Me puso de rodillas sobre la cama con las piernas bien separadas y los tobillos juntos uniendo las tobilleras con un mosquetón. Me inclinó hacia delante y me pasó las manos por entre las piernas. Quedé con los hombros y la cara sobre la cama mientras unía las muñequeras a las tobilleras. Sentí nítidamente cómo me echaba algo viscoso en el ano y comprendí que me estaba lubricando. Introdujo un par de dedos y estuvo un ratito metiéndolos y sacándolos mientras veía cómo se echaba un buen chorro en la polla que estaba tremendamente erecta con las venas a punto de reventar. Daba miedo, si no fuera porque la conocía perfectamente. Entonces noté cómo la bola de mi vagina se activaba otra vez, pero en esta ocasión no fue gradual, directamente empezó al máximo, y eso me obligo a chillar. Fue cómo un trallazo al principio doloroso y luego fantástico. Se colocó detrás, flexionó las piernas para poner mi ano a tiro, y sin más me embistió metiéndola toda de golpe. No sé si chillé, grité o gruñí, pero lo que si es seguro es que a los pocos segundos me había corrido. Papá me sujetaba firme por las caderas y siguió imperturbable metiéndola hasta el fondo mientras seguía gozando enloquecida. Entonces empezó a azotarme fuerte las nalgas con ambas manos hasta que se corrió. Yo no había llegado al segundo, pero me faltaba poco. Metió la mano entre mis piernas y alcanzó mi clítoris agitándolo vigorosamente hasta que llegué nuevamente al orgasmo.
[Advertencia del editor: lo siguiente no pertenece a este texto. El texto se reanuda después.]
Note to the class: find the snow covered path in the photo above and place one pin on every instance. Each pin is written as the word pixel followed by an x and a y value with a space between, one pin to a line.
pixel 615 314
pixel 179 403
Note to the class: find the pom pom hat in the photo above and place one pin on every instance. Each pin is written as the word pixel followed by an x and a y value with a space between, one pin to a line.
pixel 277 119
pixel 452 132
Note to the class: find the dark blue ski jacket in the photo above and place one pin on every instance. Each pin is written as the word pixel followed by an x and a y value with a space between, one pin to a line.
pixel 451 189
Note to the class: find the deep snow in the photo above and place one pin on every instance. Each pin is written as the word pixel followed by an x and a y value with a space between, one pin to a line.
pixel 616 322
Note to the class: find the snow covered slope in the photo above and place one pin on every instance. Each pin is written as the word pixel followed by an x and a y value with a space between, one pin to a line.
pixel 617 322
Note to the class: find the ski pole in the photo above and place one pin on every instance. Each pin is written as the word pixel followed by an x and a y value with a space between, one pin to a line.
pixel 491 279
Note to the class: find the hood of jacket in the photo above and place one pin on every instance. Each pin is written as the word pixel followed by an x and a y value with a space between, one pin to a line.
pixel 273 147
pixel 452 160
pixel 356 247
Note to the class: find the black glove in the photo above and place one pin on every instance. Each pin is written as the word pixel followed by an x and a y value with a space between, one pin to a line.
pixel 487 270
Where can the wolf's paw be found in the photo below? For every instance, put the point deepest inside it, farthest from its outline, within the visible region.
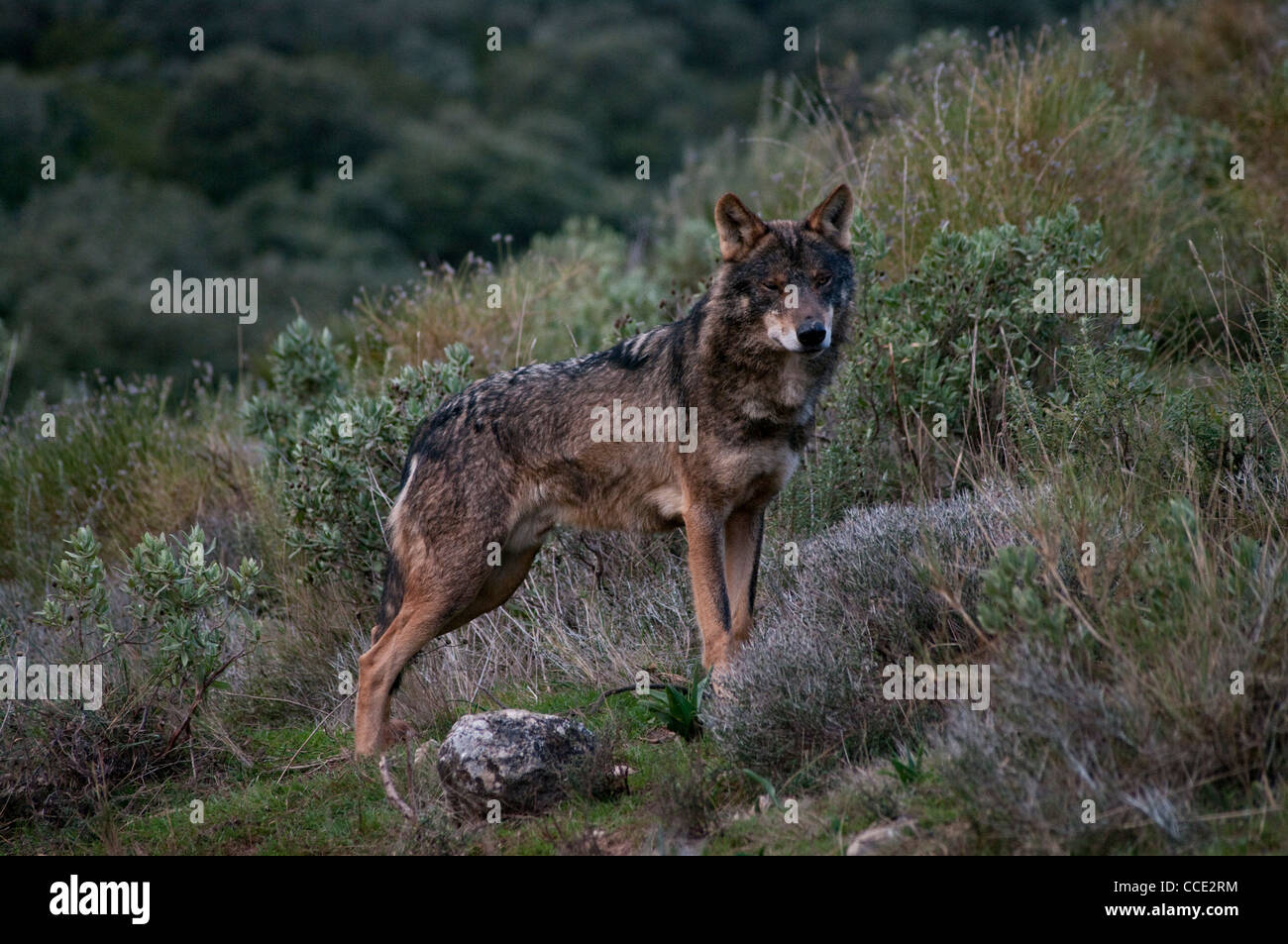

Papá siguió un rato con la polla en mi interior, mientras me acariciaba la espalda. Sus manos se deslizaban sin dificultad por el sudor que me cubría. Salio de mí y me empujó con suavidad hacia un lado tumbándome. Me soltó las manos y los tobillos, pero continué en esa posición exhausta. No quería moverme, quería seguir así cómo estaba y dormir. Tiró de la antena de la bola y no sin dificultad lo extrajo. Se sentó a mi lado y siguió pasando su mano por mi cuerpo. Me dolía, me escocia por el sudor, pero era tan feliz que incluso tenía ganas de llorar.

Me ayudo a levantarme, pero casi no podía andar: sentía que las piernas no me sujetaban. Paso un brazo por detrás y sujetándome por los codos me subió casi en volandas por la escalera mientras sentía cómo su semen salía de mi ano tremendamente dilatado. Llegamos primero a la cocina y de ahí al dormitorio. Me sentó en el sillón y mientras se llenaba la bañera, papá bajó a la cocina y regresó con un par de botellas isotónicas. Me dio una y no me la bebí de golpe porque no me dejó. Cuándo la acabé, me llevó a la bañera, nos metimos dentro con la espalda contra su pecho, y mientras me pasaba la esponja seguí bebiendo de la otra botella.

Estuvimos mucho tiempo en ese espacio perfecto, hasta que el agua se fue enfriando y empezó a no serlo. Entonces, me ayudo a salir y me seco el cuerpo con una toalla. Me senté otra vez en el sillón y papá bajo a la cocina a por la cena. Regresó con fruta y dos copas de vino. Me comí un par de plátanos y algo más que no recuerdo, y un par de comprimidos que me dio. No me terminé el vino: me quedé dormida en el sillón. No me enteré de cómo papá me cogió en brazos y me depositó suavemente sobre la cama, solo sé que cuándo me desperté al día siguiente, estaba sola.